Vietnam: Manufacturing PMI eases in February and approaches 50-point threshold
March 1, 2016
The Nikkei manufacturing Purchasing Managers’ Index (PMI) ticked down from 51.5 in January to 50.3 in February. Despite the drop, the indicator remains above the 50-threshold that separates expansion from contraction in business conditions. With the exception of two months in late 2015, the Vietnamese Manufacturing PMI has been in positive territory since September 2013.
The monthly figure reflects softer expansions of output, new orders and employment. The slowdown in output led to a reduction in stocks of finished goods as firms used inventories to fulfill new orders. New orders increased for a third month and contributed to an accumulation of outstanding business. Input costs, on the other hand, dropped for the eighth consecutive month as commodities prices remain subdued and caused a further decrease in output charges. February’s drop was the fastest in three months.
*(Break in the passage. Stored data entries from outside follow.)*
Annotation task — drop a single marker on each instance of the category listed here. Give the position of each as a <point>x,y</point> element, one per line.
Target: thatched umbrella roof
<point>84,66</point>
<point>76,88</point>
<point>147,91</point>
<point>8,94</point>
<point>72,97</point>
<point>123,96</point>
Nikkei stated that, “the Vietnamese manufacturing sector saw growth weaken in February as fragile global demand conditions hampered efforts to sustain the momentum gained at the start of the year. Reflecting this, a number of firms favoured the running down of stocks to new purchasing or production. Meanwhile, costs continued to fall sharply on the back of lower prices for commodities, particularly oil.”